2. A blog or podcast that covers home labs. Home labs are hugely interesting to a lot of people. Technologists use them while studying for certs, gaining experience, writing blog posts and books, and just generally screwing around. There’s enough material there to fill a weekly podcast, easily: Current strategies for obtaining gear. What old gear is coming on the market. Minimizing noise and power draw. New form factors and low-power servers. Software like Fusion, Workstation, VirtualBox, Docker, Vagrant, Puppet. White box servers and networking gear. Commercial and home-grade SSDs. Commercial and home-grade NASes, open source and proprietary. Compatibility matrices. You can dip into specifics about nested vSphere. All sorts of Microsoft topics – from certs to Windows Server to apps. See, you’ve got your first six months of topics already.

3. A blog that covers flash in the data center. Every time I talk about flash and SSDs on my podcast, people are really interested in the minutia of what’s on the market now, where the gear is going, and who is doing what with it; but there’s no single good place to follow the latest news.
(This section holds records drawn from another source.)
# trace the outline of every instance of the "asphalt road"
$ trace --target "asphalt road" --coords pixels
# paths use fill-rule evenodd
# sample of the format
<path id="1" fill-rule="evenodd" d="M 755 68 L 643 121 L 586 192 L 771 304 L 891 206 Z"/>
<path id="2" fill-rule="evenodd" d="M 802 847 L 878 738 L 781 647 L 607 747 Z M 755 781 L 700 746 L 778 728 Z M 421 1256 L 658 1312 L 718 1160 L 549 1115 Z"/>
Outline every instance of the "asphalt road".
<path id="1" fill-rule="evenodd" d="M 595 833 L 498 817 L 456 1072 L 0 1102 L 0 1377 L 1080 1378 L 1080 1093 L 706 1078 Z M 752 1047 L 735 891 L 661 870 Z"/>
The world of flash is moving fast. You can follow SSD news at sites like StorageSearch.com and The SSD Review and AnandTech. (BTW StorageSearch should not be confused with SearchStorage. The former is old-school obsessive geekery rockin’ a 90’s website while the latter is another site from the fine folks at TechTarget.) We need an obsessive geek to follow that news and translate that into how IT is using this technology and and how to think about and navigate the wide array of flash in the data center –in  all-flash arrays, hybrid arrays, and as local storage in servers in all flavors — primary storage, cache, distributed storage, etc. A good example article is Vijay Swami’s Buyer’s Guide for the All Flash Array Market.  We need one place to follow all the product releases, technology updates, analyst reports, and make fun of all the press releases. Alessandro Perilli used to do this for the virtualization industry at a whole, and now he’s writing smart things at Gartner, so it could be a good career thing.

I’ve got a longer list of things that should exist, but these three have been bugging me for a while. Since this is really a plea to the lazyweb, I’ll just stop here after planting this seed and see if anything sprouts. If you grow any interesting plants let me know.